At the Hudson City School District, we strive to provide a safe and secure learning environment for all students and staff. To prepare for an emergency, we conduct a minimum of four (4) lockdown drills and eight (8) fire drills during the school year, some announced and some unannounced, per New York State Education Department regulations. Each school has a safety plan which includes orderly procedures that will help all students remain safe.
School officials need your support in their efforts to keep everyone safe, and we appreciate the cooperation of you and your child(ren) during these drills. Please continue to have discussions with your child(ren) about the importance of these exercises. Learn about the different types of school emergency practice drills below.
Types of School Emergency Practice Drills
If you have questions regarding any of these safety drills or other safety concerns, please contact your school office (518-828-4360). Each type of drill is explained below:
Fire drills as required by Section 807 of the Education Law and are designed to ensure a quick and orderly evacuation of school buildings should we experience a real fire emergency. Fire drills follow a building-based evacuation procedure. We practice the evacuation process so all school employees know their respective duties and students know where to go.
The purpose of the lockdown drill is to help students practice how to stay safe from any danger inside the building. During a lockdown drill, all perimeter doors to the school building as well as classroom and office doors will be locked and will remain locked until the danger or issue outside or inside the building is resolved. So that everyone may remain safe, no one will be allowed to enter or leave the building/classroom until the authorities authorize such release.
A lockout situation, which differs from a lockdown, is a response to a potentially dangerous situation outside the building or in the surrounding community. In a lockout, operations within the building continue as normal (such as moving between classes) while law enforcement works to address the external issue. Similar to a lockdown, no one may enter or leave the building until it is deemed safe and the authorities authorize such release.
The shelter-in-place drill is designed to protect students and staff from threats requiring shelter, such as storms and high winds, or other situations where students and staff are most secure in the classroom (i.e., not in hallways). During a shelter-in-place, all doors are closed and locked. Students and staff stay in designated interior rooms and continue their everyday activities until the situation has been resolved.
Notification of School Emergencies & Drills
During a school emergency or drill, the safety of our students and staff is our number one priority. As a result, we may be unable to provide immediate updates to parents/guardians. We understand your concerns and we will provide information to you and the community as soon as is possible. Please listen for Blackboard automated calls and monitor the district’s website and Facebook page for updates.

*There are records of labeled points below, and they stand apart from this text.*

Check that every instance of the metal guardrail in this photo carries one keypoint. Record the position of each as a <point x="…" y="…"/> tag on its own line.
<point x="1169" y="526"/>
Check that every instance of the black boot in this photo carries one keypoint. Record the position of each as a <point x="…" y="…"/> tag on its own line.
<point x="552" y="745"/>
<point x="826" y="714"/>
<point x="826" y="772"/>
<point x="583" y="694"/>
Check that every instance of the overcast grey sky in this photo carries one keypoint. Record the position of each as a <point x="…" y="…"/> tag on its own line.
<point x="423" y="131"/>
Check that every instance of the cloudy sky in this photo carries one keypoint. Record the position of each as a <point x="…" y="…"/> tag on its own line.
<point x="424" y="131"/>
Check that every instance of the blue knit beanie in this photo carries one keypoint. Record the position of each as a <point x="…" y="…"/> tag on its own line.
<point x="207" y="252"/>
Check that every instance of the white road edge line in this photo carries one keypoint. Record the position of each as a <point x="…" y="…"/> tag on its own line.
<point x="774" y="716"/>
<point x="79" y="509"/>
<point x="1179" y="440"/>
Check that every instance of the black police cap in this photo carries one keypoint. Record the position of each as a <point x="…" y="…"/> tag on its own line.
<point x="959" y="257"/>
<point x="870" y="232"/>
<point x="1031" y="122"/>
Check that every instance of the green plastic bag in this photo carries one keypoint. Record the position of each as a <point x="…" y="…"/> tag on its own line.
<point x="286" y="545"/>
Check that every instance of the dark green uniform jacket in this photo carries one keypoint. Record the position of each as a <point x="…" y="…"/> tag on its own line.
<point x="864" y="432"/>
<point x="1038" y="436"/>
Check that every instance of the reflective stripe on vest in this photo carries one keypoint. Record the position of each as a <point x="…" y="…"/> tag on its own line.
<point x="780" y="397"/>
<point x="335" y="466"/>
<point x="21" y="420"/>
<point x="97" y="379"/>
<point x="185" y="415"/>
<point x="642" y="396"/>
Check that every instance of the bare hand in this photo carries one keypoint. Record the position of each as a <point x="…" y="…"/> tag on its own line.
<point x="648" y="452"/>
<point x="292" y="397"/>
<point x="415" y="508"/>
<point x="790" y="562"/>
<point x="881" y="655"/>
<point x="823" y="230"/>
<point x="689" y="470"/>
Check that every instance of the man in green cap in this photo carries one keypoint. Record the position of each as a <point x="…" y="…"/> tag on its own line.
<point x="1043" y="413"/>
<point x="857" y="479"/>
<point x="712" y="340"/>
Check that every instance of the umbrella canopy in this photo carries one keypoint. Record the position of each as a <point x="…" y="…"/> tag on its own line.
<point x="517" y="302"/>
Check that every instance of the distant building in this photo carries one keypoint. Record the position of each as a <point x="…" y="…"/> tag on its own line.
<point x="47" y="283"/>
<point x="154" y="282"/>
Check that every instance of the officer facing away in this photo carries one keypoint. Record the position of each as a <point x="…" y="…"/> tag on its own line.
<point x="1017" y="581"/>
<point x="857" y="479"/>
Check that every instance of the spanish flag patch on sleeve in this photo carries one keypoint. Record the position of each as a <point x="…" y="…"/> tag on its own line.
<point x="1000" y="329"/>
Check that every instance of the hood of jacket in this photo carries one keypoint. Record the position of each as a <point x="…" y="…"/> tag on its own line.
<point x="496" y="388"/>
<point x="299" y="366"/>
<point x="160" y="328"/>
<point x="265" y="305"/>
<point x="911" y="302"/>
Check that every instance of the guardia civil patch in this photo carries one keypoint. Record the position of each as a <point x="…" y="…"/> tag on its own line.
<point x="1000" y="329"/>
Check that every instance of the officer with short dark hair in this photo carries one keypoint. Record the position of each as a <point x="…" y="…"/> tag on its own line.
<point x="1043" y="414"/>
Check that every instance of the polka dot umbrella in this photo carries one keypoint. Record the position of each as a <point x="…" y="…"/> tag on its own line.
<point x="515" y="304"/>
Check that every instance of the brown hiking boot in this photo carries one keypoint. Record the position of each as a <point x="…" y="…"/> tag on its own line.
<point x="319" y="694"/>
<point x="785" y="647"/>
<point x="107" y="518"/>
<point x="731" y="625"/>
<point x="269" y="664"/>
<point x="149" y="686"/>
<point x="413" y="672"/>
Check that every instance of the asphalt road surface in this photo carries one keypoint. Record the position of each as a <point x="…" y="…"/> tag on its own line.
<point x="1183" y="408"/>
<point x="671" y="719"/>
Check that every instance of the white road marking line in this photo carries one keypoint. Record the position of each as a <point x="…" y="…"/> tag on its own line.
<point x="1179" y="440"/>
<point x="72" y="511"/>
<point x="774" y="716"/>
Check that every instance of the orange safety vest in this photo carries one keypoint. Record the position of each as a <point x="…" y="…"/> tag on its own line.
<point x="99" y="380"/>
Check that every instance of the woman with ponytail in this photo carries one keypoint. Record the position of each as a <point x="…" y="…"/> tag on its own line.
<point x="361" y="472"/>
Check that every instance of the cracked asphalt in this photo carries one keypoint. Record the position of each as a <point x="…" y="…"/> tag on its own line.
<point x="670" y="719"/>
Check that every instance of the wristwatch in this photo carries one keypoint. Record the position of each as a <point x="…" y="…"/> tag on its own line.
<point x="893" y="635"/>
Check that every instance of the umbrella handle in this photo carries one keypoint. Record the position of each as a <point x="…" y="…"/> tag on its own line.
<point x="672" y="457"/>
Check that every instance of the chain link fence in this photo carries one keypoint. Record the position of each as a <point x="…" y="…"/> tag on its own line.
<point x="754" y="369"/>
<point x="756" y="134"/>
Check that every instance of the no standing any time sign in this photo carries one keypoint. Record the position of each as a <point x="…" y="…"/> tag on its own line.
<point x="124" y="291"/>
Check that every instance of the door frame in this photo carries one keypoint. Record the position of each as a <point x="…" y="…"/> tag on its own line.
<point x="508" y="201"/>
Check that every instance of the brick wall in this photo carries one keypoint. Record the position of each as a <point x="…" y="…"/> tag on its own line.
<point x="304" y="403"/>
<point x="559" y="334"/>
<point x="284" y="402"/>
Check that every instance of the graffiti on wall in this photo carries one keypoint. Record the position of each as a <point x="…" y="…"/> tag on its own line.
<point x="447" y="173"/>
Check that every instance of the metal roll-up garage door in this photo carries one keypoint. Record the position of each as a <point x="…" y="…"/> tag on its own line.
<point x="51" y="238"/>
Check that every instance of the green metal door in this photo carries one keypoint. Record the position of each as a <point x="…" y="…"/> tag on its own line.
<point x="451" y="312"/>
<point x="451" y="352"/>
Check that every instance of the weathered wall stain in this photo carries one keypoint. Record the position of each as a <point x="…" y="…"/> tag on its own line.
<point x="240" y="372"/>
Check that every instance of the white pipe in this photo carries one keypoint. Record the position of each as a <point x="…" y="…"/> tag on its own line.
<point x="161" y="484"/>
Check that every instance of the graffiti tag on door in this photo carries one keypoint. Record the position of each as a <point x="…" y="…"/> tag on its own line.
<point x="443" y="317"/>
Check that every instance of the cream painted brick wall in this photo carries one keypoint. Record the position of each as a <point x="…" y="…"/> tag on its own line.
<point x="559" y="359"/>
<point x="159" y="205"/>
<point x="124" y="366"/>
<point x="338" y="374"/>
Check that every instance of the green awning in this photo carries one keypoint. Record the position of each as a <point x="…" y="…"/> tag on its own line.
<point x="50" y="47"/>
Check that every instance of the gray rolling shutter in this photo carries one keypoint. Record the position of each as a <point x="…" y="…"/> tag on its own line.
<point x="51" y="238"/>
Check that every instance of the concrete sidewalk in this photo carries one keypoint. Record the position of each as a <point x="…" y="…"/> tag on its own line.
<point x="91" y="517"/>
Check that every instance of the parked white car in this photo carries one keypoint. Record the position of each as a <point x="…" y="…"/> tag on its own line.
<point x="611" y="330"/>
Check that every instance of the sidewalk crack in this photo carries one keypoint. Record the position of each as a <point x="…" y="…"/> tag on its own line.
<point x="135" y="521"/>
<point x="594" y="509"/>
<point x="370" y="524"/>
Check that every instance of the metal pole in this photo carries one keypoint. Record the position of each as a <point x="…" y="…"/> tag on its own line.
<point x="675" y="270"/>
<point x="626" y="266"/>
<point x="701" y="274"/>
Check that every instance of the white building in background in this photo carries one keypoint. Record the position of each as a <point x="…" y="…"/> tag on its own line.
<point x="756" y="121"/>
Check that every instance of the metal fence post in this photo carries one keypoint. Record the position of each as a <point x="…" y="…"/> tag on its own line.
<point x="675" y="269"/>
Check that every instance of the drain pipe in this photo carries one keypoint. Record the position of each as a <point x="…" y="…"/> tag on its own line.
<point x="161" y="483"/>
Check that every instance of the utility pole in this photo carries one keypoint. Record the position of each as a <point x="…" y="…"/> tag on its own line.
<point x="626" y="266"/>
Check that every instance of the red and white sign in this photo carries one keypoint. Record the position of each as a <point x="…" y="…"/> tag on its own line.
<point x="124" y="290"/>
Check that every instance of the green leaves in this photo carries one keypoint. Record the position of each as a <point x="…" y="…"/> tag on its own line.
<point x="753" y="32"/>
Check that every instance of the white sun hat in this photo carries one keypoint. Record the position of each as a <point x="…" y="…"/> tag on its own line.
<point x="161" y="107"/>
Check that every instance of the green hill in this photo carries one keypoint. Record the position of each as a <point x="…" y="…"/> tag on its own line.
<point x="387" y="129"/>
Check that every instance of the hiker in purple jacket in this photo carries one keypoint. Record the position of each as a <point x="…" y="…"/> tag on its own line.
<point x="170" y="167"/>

Please remember that during an emergency or drill, telephone lines at your child’s school building need to remain open and available for emergency response. Please understand that overloading the phone systems may interfere with response efforts and may delay our ability to provide accurate updates to parents/guardians and the public.
We also advise against posting on social media to ask what is happening at the school. This could cause a large number of people to start calling the school and overloading the phones, or attempting to come to the school and further impeding response efforts. The school district is the best source of information about what is happening in our buildings, and we will provide updates as soon as we can. Your understanding in this matter is appreciated.
What You Should Do During School Emergencies/Drills
In a school emergency or drill, your cooperation and understanding will help to ensure the safety and security of your child.
Receiving a phone call or a text from your child during a school-related emergency or drill can be frightening and understandably so. We are trained to handle a variety of school emergency situations and how to best keep your child safe. If your child contacts you during a school-related emergency or drill, we recommend the following:
Remain calm and keep your child calm
- Ask your child if an adult is with him/her and reinforce that he/she is safe.
- Encourage your child to silence his/her phone and await further instruction.
- Tell your child to stay off the phone until the emergency or drill is completed. This includes staying off social media. Sharing real-time information on social media during drills or actual emergencies has the potential to incite panic, spread inaccurate information and/or hinder response efforts.
- Remind your child to contact you once the incident is over.
Minimize phone use
- Calling your child on his/her cell phone could overload the cell system and prevent first responders and school officials from using cell phones, which could negatively impact emergency response efforts.
- Calling your child’s school building would tie up district phones lines, which could impact the ability of emergency responders to efficiently and effectively ensure the safety and security of students and staff. Further, if the phone system is overloaded, it will hinder efforts to update parents and community members on the situation.
- For updates and information, listen for Blackboard automated calls and monitor the district’s website and Facebook page for updates. Contact your school’s main office to make sure your contact information is current.
Please remain home or at work
- To keep access routes, street and parking lots clear for emergency vehicles we ask that you not attempt to go to the school. Traffic congestion will make emergency response much more difficult for police, ambulances and fire departments to get to the school and could delay their response.
- If the school sends your child home on the bus, it is vitally important that you be there to receive your child.
In an emergency situation, school officials will need your help to ensure the safety and security of our most precious charge: your children. Following these suggestions will allow for the quick resolution to security situations.